Die Stadtverordnetenversammlung ist das beschließende, oberste Organ der Stadt und
besteht in Dreieich aus 45 Stadtverordneten, die in Fraktionen
organisiert sind. Ihre politische Zusammensetzung wird alle 5 Jahre bei
der Kommunalwahl durch die Wahlberechtigten der Stadt bestimmt. Wählen
darf, wer das 18. Lebensjahr vollendet hat und Deutscher Staatsbürger oder Staatsangehöriger eines der Mitgliedstaaten der Europäischen Union ist.
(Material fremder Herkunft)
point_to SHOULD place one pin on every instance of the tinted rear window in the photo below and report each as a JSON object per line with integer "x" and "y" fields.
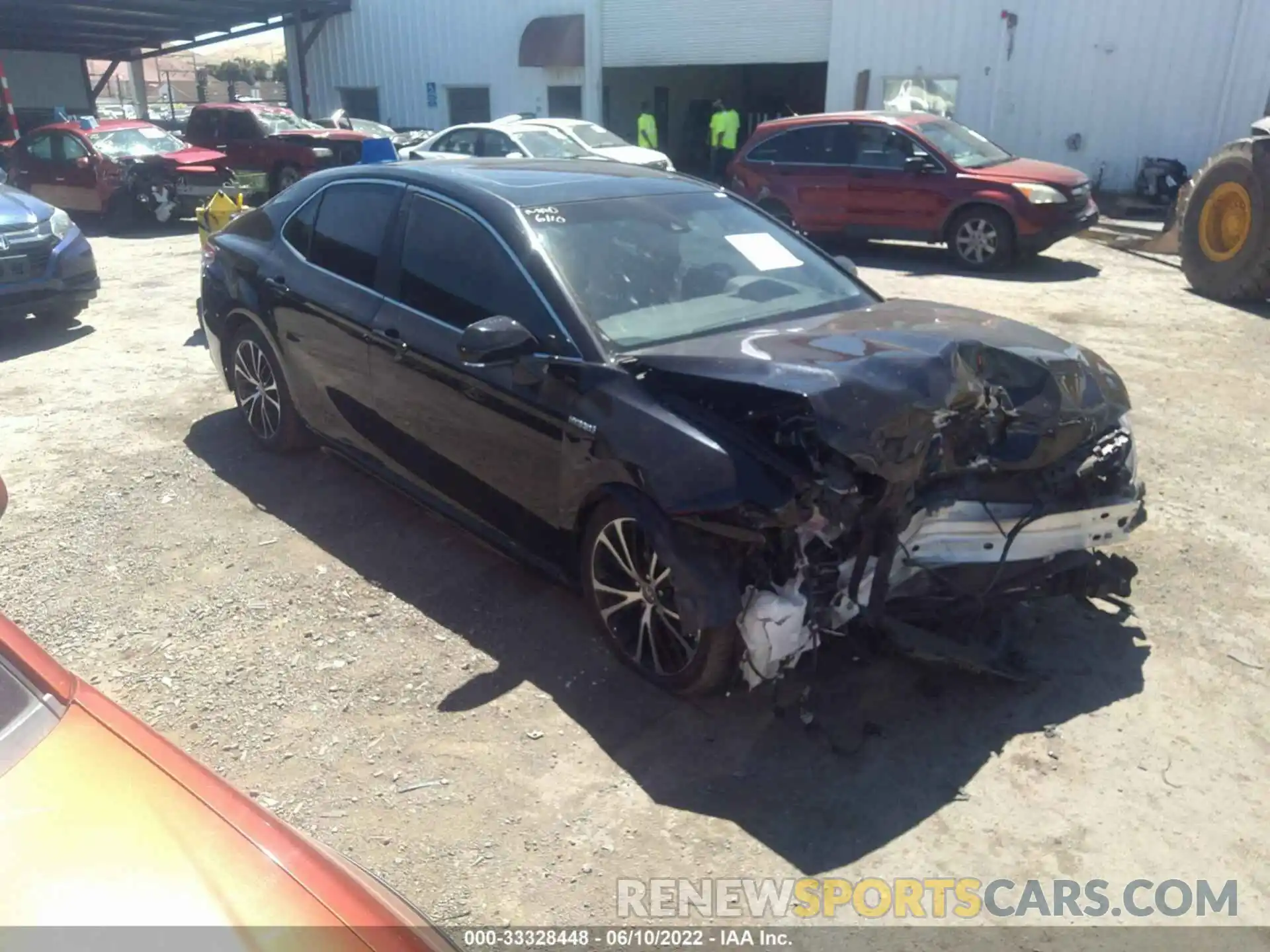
{"x": 26, "y": 719}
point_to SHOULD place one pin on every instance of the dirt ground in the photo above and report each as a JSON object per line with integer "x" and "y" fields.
{"x": 328, "y": 645}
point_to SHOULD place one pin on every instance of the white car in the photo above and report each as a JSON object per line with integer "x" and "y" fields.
{"x": 503, "y": 139}
{"x": 603, "y": 143}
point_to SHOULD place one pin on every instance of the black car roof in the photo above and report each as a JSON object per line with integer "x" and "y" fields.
{"x": 526, "y": 183}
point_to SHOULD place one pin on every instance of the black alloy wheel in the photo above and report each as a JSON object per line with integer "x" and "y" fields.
{"x": 261, "y": 393}
{"x": 982, "y": 239}
{"x": 632, "y": 590}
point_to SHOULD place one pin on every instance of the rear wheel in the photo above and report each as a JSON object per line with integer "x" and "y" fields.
{"x": 982, "y": 239}
{"x": 62, "y": 315}
{"x": 285, "y": 178}
{"x": 630, "y": 589}
{"x": 1224, "y": 221}
{"x": 262, "y": 395}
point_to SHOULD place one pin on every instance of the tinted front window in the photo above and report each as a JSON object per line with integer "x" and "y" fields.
{"x": 202, "y": 125}
{"x": 812, "y": 143}
{"x": 352, "y": 223}
{"x": 964, "y": 146}
{"x": 548, "y": 145}
{"x": 73, "y": 149}
{"x": 281, "y": 121}
{"x": 455, "y": 270}
{"x": 240, "y": 126}
{"x": 40, "y": 147}
{"x": 146, "y": 140}
{"x": 461, "y": 141}
{"x": 656, "y": 268}
{"x": 880, "y": 147}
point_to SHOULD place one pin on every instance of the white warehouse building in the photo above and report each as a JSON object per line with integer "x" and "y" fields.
{"x": 1095, "y": 84}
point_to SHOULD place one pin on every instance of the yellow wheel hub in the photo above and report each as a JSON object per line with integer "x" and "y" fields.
{"x": 1226, "y": 221}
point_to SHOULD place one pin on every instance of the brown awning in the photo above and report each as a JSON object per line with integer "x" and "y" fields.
{"x": 556, "y": 41}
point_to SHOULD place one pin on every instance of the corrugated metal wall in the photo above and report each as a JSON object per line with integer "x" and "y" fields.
{"x": 1132, "y": 79}
{"x": 399, "y": 46}
{"x": 683, "y": 32}
{"x": 44, "y": 80}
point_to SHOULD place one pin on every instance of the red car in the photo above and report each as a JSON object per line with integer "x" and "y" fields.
{"x": 108, "y": 824}
{"x": 270, "y": 139}
{"x": 116, "y": 168}
{"x": 912, "y": 177}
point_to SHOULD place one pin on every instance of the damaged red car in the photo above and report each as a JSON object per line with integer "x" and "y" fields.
{"x": 124, "y": 169}
{"x": 730, "y": 442}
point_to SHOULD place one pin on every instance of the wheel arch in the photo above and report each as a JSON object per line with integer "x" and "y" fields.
{"x": 706, "y": 573}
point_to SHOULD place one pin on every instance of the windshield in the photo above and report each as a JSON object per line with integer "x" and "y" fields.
{"x": 658, "y": 268}
{"x": 372, "y": 128}
{"x": 597, "y": 136}
{"x": 964, "y": 146}
{"x": 146, "y": 140}
{"x": 545, "y": 143}
{"x": 282, "y": 121}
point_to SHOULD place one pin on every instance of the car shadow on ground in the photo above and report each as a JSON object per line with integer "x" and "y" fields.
{"x": 95, "y": 226}
{"x": 22, "y": 337}
{"x": 930, "y": 259}
{"x": 890, "y": 743}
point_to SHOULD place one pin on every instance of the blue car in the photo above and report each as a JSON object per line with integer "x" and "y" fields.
{"x": 46, "y": 263}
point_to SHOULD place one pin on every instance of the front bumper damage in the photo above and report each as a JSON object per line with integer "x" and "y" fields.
{"x": 937, "y": 481}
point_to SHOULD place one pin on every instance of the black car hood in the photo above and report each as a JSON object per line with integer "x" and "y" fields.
{"x": 908, "y": 387}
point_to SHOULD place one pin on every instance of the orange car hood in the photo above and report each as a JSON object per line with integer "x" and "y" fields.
{"x": 93, "y": 833}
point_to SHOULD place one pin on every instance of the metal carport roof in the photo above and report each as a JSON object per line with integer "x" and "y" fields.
{"x": 117, "y": 30}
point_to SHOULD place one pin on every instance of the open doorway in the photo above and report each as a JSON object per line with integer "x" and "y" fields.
{"x": 681, "y": 98}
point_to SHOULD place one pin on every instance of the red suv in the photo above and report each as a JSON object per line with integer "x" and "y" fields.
{"x": 271, "y": 140}
{"x": 913, "y": 177}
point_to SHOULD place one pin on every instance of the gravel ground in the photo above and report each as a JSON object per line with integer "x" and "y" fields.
{"x": 329, "y": 647}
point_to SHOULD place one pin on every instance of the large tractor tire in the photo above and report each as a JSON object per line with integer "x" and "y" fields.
{"x": 1226, "y": 223}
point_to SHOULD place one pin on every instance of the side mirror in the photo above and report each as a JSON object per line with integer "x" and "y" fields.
{"x": 495, "y": 340}
{"x": 920, "y": 164}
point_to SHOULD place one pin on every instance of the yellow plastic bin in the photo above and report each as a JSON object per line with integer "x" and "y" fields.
{"x": 219, "y": 212}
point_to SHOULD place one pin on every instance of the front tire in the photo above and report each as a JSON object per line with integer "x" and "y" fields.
{"x": 982, "y": 239}
{"x": 285, "y": 178}
{"x": 262, "y": 395}
{"x": 62, "y": 315}
{"x": 1224, "y": 219}
{"x": 630, "y": 590}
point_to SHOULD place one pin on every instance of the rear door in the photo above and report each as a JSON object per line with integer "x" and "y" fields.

Für alle Wahlberechtigten ist Vorausetzung, dass sie
seit mindestens drei Monaten in der Stadt gemeldet sein müssen.
Bei
der Kommunalwahl am 27. März 2011 wurden die Mitglieder der
Stadtverordnetenversammlung für die Wahlzeit vom 1. April 2011 bis
31. März 2016 gewählt.
Die Stadtverordnetenversammlung bildet für jede Wahlzeit aus ihrer Mitte heraus Fachausschüsse mit abgegrenzten Arbeitsgebieten.
Sie
- berät und entscheidet über alle wichtigen (Verwaltungs-) Angelegenheiten der Stadt
- berät und entscheidet über ihre ausschließlichen
Zuständigkeiten nach der Hessischen Gemeindeordnung (HGO) u.a. Erlass, Änderung und Aufhebung von Satzungen (z.B. Haushalts-,
Gebührensatzungen, Bebauungspläne)
- wählt den
haupt- u. ehrenamtlichen Magistrat (mit Ausnahme des Bürgermeisters
oder der Bürgermeisterin) und kontrolliert den Magistrat
einschließlich der Verwaltung.
Die Entscheidungen der Stadtverordnetenversammlung zu einem Thema
werden aufgrund von Anträgen, Vorlagen oder
Beschlussempfehlungen aus den Ausschüssen nach deren Beratung durch
Abstimmung gefasst.
Die Beschlüsse werden, soweit gesetzlich
nichts anderes bestimmt ist, öffentlich mit der Mehrheit der
abgegebenen Stimmen getroffen. Bei Stimmengleichheit ist ein Antrag
abgelehnt. Antrags-/Vorlagenberechtigt sind Stadtverordnete, die
Fraktionen, der Magistrat und der Bürgermeister.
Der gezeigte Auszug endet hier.